A Ukrainian Summer: where to go, what to do...
Resort town of Truskavets attracts tourists who seek something different
by Roman Woronowycz
Kyiv Press Bureau
TRUSKAVETS, Ukraine - You say you want to travel to Ukraine again, but have had enough of the visits to the villages of your forebears and the cholesterol-laden, vodka-saturated diet that inevitably awaits you there. You also have had your fill of the congested capital city of Kyiv and the dirty beaches and polluted waters of the Black Sea coast.

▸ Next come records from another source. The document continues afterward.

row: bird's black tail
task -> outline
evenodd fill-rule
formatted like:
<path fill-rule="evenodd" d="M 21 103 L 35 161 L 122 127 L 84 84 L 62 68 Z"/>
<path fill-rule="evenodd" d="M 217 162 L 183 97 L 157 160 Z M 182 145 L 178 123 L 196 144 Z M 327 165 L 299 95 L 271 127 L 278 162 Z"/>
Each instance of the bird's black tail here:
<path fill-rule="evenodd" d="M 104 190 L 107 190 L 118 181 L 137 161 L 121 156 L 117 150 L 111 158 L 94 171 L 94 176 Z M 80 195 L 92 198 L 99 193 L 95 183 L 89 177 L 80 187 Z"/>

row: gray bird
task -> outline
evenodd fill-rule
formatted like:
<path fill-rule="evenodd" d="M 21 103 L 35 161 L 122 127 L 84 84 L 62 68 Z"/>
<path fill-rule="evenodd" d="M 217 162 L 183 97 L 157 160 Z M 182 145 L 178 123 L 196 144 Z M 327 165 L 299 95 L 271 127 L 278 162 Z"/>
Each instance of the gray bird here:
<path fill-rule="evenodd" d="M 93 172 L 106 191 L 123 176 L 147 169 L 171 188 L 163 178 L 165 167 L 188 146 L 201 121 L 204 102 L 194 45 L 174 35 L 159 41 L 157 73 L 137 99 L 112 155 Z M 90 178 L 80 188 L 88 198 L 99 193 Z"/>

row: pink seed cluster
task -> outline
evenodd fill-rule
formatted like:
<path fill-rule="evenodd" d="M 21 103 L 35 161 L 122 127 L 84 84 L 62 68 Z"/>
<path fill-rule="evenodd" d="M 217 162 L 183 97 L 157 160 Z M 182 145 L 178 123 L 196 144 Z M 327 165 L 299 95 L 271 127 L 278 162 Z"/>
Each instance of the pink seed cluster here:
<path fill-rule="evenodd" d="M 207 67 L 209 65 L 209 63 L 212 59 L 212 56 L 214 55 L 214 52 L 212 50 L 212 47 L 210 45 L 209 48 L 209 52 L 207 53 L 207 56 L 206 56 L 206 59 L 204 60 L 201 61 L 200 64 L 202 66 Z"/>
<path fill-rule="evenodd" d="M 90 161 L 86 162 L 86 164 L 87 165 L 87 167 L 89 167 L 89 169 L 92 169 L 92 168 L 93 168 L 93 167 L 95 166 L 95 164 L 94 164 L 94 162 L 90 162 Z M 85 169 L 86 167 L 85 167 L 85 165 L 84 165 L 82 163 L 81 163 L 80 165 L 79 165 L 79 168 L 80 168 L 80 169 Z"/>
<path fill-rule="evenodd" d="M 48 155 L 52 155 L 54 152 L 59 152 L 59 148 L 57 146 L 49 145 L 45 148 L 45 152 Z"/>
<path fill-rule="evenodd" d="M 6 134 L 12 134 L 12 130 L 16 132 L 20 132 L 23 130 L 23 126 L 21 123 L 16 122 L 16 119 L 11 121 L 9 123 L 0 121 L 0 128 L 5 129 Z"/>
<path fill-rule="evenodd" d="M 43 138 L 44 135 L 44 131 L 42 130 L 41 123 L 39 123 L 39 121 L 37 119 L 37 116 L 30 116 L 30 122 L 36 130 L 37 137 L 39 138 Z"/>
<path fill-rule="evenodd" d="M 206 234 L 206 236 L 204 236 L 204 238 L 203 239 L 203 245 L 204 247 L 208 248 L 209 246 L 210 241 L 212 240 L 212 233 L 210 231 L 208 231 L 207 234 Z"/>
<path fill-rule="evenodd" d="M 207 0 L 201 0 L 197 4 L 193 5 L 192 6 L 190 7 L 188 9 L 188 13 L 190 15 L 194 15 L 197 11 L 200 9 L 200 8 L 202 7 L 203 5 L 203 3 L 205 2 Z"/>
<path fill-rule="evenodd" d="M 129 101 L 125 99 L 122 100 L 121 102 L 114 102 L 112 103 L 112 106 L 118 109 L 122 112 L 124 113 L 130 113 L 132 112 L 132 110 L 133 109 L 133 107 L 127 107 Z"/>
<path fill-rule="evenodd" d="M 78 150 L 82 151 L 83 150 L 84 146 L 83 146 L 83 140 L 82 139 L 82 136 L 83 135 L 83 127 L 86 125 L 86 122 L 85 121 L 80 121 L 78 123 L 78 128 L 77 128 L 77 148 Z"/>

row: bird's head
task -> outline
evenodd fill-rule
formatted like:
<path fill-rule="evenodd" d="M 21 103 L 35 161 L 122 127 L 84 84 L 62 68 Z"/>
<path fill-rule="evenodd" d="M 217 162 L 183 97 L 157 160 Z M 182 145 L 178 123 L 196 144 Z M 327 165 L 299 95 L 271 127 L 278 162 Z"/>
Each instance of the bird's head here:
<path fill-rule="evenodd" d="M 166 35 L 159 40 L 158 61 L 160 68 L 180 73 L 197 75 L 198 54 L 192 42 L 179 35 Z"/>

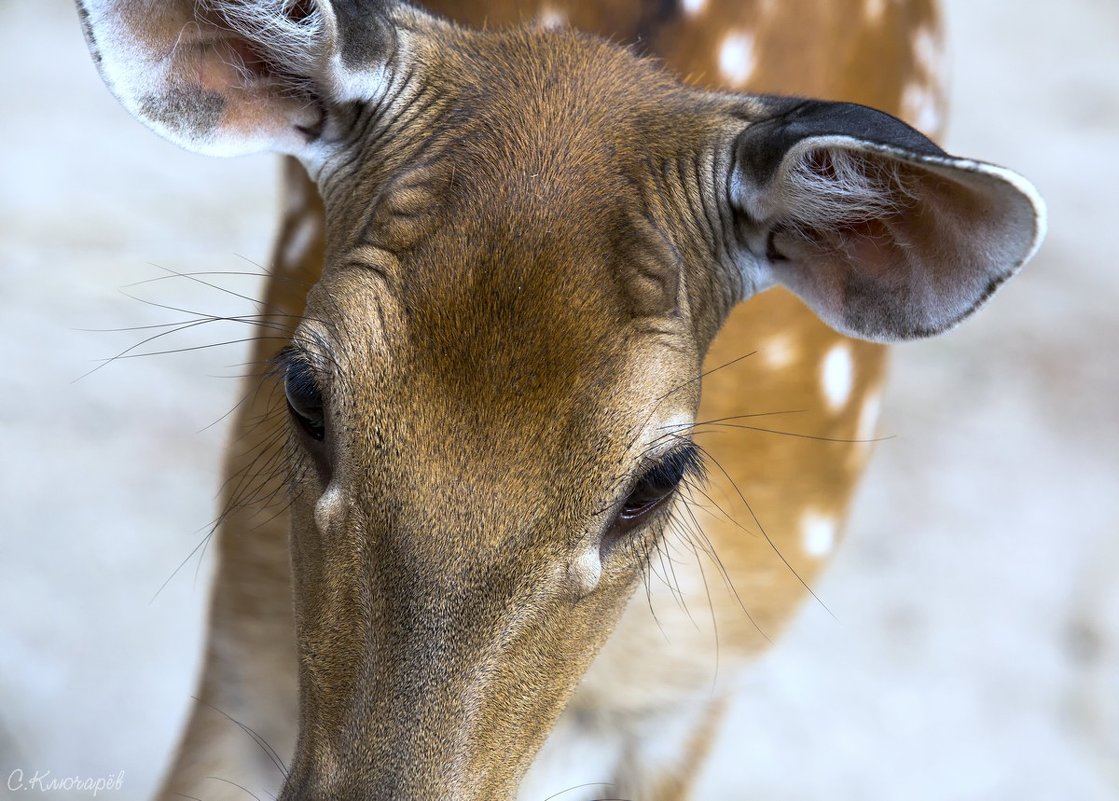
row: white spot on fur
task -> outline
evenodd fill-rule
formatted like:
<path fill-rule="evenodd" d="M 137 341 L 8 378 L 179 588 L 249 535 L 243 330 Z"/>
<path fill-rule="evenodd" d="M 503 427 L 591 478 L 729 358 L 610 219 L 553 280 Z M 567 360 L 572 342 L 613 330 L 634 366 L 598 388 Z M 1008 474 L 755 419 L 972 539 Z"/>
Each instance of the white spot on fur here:
<path fill-rule="evenodd" d="M 589 548 L 586 553 L 571 563 L 567 567 L 567 579 L 572 584 L 576 597 L 583 597 L 594 592 L 602 578 L 602 559 L 599 558 L 599 548 Z"/>
<path fill-rule="evenodd" d="M 330 484 L 314 502 L 314 526 L 319 534 L 326 534 L 342 510 L 342 491 L 338 484 Z"/>
<path fill-rule="evenodd" d="M 754 72 L 754 37 L 746 32 L 731 34 L 718 48 L 718 68 L 732 84 L 743 84 Z"/>
<path fill-rule="evenodd" d="M 836 545 L 836 520 L 817 511 L 806 511 L 800 518 L 800 544 L 805 553 L 824 558 Z"/>
<path fill-rule="evenodd" d="M 762 345 L 761 357 L 767 367 L 780 370 L 796 360 L 797 346 L 789 334 L 778 333 Z"/>
<path fill-rule="evenodd" d="M 878 416 L 882 414 L 882 393 L 873 392 L 863 400 L 863 408 L 858 413 L 858 428 L 855 437 L 867 442 L 873 440 L 878 431 Z"/>
<path fill-rule="evenodd" d="M 824 357 L 820 383 L 828 407 L 833 412 L 841 409 L 850 398 L 850 389 L 855 385 L 855 361 L 846 342 L 836 345 Z"/>
<path fill-rule="evenodd" d="M 866 0 L 865 9 L 866 18 L 872 22 L 877 22 L 886 12 L 886 0 Z"/>
<path fill-rule="evenodd" d="M 567 15 L 551 6 L 545 6 L 540 10 L 539 23 L 542 28 L 562 28 L 567 25 Z"/>

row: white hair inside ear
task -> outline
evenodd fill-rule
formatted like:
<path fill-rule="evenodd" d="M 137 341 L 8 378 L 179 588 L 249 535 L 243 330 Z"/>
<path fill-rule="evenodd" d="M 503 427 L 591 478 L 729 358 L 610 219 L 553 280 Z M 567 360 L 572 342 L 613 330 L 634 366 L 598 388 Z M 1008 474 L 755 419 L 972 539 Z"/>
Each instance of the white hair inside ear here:
<path fill-rule="evenodd" d="M 828 324 L 865 339 L 951 328 L 1022 267 L 1045 229 L 1028 181 L 942 151 L 802 136 L 768 180 L 751 178 L 743 169 L 733 192 L 753 243 L 747 285 L 784 284 Z"/>

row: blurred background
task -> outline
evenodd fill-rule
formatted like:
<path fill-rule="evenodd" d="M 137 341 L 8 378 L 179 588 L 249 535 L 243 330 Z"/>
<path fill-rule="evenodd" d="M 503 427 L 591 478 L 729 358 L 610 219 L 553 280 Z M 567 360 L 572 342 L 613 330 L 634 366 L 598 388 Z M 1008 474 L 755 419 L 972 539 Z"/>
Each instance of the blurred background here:
<path fill-rule="evenodd" d="M 733 710 L 743 799 L 1119 799 L 1119 3 L 946 16 L 948 149 L 1033 179 L 1049 239 L 975 320 L 895 350 L 894 436 L 817 587 L 835 618 L 807 606 Z M 68 0 L 0 0 L 0 797 L 19 767 L 123 770 L 103 798 L 144 799 L 194 692 L 191 552 L 246 349 L 82 377 L 159 332 L 86 329 L 181 319 L 126 295 L 252 311 L 153 280 L 244 271 L 222 284 L 255 294 L 278 168 L 132 122 Z"/>

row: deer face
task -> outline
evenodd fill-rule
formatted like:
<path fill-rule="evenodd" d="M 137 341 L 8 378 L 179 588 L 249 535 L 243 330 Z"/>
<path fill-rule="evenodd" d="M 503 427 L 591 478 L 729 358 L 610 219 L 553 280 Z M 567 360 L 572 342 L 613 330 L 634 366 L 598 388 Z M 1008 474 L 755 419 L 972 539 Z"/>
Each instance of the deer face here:
<path fill-rule="evenodd" d="M 1022 179 L 892 117 L 700 93 L 579 35 L 352 0 L 82 9 L 142 121 L 297 154 L 326 202 L 276 360 L 285 799 L 511 798 L 699 469 L 733 303 L 783 283 L 840 330 L 924 336 L 1040 237 Z"/>

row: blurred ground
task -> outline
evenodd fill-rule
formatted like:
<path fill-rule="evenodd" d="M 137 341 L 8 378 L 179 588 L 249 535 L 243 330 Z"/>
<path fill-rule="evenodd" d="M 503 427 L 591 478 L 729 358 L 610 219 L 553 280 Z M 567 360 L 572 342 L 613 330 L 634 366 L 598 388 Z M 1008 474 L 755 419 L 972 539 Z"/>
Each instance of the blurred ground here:
<path fill-rule="evenodd" d="M 948 144 L 1029 176 L 1050 237 L 976 320 L 896 350 L 896 436 L 818 587 L 838 620 L 809 607 L 730 724 L 744 799 L 1119 799 L 1119 6 L 947 12 Z M 194 689 L 208 563 L 152 599 L 213 513 L 210 424 L 244 349 L 73 383 L 143 333 L 78 329 L 176 319 L 117 292 L 164 274 L 152 264 L 255 271 L 275 166 L 131 122 L 67 0 L 0 4 L 0 797 L 21 767 L 124 770 L 106 798 L 143 799 Z M 173 283 L 129 291 L 248 310 Z"/>

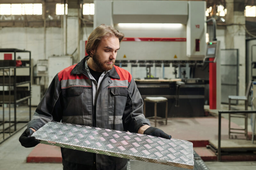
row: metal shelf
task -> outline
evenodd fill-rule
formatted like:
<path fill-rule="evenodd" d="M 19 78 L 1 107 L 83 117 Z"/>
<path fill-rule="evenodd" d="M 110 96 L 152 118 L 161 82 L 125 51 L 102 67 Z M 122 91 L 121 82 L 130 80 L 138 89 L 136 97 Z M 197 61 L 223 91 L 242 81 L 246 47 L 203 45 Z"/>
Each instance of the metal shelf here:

Well, don't be discouraged. There is also a place in Ukraine for those seeking a clean environment, a slower pace and the absence of crass commercialism. It is found in Truskavets, a small resort town located about an hour by car southwest of Lviv at the foot of the Carpathian Mountains. And, as a bonus, it is dirt-cheap.
This historic resort spa with its Austro-Hungarian wood architecture, beautiful churches, and a park with magnolia and chestnut trees, has everything and more for the tourist who wants tranquility and a degree of seclusion to recuperate and recharge himself in the splendor and solitude of the lower Carpathians. Here you will find almost no billboards, absolutely no nightclubs or bars (just a few good cafes) and barely any Coca Cola or potato chips (found only in several stores).
What you will get are dietetic, low sodium, low cholesterol meals and daily treatments in the form of hydrotherapy, laser therapy, ozocerite (oil slag) therapy and dozens of other medical procedures prescribed by professionals at a spa of your choice for just about anything that ails you.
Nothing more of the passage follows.